O filme seguinte de Annaud é "O Urso", estranha e bela fábula cujo protagonista é um urso. Fique bem claro que não é um filme para crianças. É um belo filme, com toques de Jean-Jacques Rousseau em sua reflexão sobre a vida selvagem. Um momento genial do filme é quando o Urso ainda filhote, come cogumelos e vive uma experiência lisérgica.

Em 1992, Brach e Annaud adaptariam o famoso romance de Marguerite Duras, O Amante, de cunho profundamente auto-biográfico, realizando um belo filme, ao mesmo tempo poético e pontuado por um forte erotismo, pleno de cenas de sexo ousadas, protagonizadas por Jane March e Tony Leung. É um filme melancólico, triste até ( como de resto, é a literatura de Duras). O filme conta também com uma bela narração, a cabo de Jeanne Moreau. Este seria o último trabalho da parceria Annaud-Brach.
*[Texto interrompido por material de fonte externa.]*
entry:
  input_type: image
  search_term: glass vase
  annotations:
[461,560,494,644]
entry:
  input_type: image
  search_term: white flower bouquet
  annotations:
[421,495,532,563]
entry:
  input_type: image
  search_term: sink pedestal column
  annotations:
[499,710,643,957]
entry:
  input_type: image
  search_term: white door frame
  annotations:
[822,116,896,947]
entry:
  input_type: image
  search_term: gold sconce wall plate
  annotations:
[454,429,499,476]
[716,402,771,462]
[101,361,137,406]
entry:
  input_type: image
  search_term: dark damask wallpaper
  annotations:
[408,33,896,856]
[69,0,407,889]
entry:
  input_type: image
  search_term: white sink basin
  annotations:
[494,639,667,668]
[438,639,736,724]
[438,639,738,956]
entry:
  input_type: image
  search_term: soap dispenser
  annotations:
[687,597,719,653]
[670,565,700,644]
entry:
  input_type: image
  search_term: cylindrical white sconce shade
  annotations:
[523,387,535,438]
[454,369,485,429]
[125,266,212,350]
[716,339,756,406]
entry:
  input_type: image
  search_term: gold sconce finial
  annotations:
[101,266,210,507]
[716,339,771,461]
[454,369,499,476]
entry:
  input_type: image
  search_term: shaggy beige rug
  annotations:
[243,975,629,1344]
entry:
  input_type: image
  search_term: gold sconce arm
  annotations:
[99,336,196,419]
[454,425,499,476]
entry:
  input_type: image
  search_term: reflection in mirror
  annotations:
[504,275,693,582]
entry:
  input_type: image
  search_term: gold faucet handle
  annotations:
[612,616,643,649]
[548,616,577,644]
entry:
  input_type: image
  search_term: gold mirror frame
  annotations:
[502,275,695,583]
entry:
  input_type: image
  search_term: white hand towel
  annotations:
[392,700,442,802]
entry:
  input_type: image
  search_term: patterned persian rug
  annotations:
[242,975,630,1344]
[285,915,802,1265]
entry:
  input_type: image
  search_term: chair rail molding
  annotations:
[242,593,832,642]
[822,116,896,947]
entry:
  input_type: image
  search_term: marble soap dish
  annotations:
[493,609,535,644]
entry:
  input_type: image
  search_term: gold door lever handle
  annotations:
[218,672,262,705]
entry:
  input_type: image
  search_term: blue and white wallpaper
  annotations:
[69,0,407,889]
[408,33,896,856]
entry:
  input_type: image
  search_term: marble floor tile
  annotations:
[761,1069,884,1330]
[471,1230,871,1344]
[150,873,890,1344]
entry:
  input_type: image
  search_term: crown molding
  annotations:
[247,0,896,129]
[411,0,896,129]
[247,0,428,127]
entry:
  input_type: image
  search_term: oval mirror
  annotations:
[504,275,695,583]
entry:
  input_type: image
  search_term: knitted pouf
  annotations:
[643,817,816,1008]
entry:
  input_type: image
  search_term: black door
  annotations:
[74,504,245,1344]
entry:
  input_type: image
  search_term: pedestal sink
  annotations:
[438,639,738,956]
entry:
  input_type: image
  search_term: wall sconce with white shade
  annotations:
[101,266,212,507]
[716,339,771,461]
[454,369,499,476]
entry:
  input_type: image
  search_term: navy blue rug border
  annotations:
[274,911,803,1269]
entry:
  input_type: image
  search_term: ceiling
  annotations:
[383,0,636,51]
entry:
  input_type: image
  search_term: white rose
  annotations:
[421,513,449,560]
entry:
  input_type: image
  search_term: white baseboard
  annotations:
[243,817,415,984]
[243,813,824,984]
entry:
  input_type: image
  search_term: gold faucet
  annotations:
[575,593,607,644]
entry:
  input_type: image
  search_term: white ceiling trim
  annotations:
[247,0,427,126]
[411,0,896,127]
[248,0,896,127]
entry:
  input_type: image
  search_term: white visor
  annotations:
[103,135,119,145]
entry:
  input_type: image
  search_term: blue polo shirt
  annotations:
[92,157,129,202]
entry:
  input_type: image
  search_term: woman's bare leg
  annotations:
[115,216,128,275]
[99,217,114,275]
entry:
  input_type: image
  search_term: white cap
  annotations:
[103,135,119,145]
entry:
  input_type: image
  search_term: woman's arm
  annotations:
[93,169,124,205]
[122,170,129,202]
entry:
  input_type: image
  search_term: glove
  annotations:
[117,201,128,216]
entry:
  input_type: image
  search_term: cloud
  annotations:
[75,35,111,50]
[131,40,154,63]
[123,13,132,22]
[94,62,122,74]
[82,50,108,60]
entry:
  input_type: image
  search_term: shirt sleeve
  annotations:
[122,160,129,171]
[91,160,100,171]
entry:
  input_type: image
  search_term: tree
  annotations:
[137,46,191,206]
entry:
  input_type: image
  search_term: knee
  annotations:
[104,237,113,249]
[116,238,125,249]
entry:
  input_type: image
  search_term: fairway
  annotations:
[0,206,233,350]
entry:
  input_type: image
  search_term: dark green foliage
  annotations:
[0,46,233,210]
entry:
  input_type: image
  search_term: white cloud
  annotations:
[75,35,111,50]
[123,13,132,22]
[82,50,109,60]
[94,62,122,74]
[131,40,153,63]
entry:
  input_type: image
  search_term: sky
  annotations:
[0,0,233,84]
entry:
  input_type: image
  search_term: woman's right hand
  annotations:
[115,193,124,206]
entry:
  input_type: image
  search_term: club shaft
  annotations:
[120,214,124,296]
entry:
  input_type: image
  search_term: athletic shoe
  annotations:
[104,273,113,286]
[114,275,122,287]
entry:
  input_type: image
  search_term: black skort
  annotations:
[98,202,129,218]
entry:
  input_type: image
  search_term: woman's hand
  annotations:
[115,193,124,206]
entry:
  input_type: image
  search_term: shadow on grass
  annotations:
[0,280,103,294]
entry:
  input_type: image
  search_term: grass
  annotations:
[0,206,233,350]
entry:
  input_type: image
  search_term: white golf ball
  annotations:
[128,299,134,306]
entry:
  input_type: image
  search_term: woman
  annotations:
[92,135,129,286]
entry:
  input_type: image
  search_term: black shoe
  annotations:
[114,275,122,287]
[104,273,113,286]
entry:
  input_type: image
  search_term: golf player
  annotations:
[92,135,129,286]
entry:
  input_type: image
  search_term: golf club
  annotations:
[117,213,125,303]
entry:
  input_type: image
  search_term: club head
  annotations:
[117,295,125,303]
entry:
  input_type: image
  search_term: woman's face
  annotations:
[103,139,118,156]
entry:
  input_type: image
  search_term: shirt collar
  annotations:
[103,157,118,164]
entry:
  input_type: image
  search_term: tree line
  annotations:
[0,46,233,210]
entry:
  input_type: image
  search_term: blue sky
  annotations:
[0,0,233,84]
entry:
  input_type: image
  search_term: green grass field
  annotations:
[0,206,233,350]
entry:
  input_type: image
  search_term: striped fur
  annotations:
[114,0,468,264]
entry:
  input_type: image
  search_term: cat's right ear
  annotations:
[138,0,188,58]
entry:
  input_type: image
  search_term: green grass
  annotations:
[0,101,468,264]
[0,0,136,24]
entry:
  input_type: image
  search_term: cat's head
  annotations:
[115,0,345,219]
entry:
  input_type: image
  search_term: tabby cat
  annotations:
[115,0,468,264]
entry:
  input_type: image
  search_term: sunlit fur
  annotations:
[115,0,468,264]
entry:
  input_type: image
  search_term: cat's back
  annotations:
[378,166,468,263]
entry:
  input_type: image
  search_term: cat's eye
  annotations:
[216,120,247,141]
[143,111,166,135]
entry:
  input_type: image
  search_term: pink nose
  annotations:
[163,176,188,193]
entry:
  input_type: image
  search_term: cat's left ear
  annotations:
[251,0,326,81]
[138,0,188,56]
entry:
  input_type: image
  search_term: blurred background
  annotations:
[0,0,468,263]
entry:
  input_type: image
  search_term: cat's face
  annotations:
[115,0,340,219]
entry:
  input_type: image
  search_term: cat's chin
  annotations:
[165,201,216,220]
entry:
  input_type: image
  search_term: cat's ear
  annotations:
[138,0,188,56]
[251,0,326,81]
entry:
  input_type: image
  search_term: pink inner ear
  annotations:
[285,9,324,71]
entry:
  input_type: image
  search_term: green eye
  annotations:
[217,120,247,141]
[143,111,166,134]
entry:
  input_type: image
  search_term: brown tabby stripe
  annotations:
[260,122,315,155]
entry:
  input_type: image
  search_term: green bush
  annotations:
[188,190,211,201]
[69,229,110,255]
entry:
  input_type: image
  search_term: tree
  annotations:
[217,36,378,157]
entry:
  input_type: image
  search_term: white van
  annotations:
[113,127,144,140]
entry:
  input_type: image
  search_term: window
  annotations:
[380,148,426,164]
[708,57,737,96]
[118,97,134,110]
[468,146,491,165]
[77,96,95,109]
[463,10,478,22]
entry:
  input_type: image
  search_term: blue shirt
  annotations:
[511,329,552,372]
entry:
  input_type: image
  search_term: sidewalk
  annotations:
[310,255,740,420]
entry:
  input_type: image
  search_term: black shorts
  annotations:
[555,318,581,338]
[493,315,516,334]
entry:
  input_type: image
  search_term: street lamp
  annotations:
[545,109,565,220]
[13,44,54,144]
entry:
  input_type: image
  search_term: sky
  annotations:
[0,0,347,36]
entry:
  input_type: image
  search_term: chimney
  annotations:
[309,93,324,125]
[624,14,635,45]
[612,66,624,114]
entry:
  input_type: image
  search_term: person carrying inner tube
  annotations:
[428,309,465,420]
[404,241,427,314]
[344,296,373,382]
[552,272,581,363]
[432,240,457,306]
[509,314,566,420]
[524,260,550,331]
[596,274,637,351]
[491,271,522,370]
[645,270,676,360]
Outro diretor com quem Brach faria bons trabalhos é o russo Andrey Konchalovsky, para quem escreveu o belo "Os amantes de Maria", drama protagonizado por Natassja Kinski, o sumido John Savage e o veterano Robert Mitchum, e que marcou a estréia de Konchalovsky em Hollywood.

Depois, Brach escreveria o roteiro de Shy People, Gente diferente, talvez o melhor trabalho de Konchalovsky no cinema americano, um drama passado nos pantanais da Louisiana, totalmente narrado sob a ótica profundamente feminina, mostrando o conflito entre uma burguesa de Nova York, esclarecida, sofisticada ( vivida por Jill Clayburgh ) e sua prima caipira, obtusa, arcaica, magistralmente interpretada por Barbara Hershey ( premiada em Cannes pela sua performance ) e, num terceiro ponto de vista, a testemunha desse confronto de personalidades e, principalmente, de mundos tão diferentes, ainda que simultâneos, a filha adolescente da mulher da cidade, uma irritante patricinha interpretada por Martha Plimpton ( uma talentosa atriz mirim que desapareceu, depois de adulta).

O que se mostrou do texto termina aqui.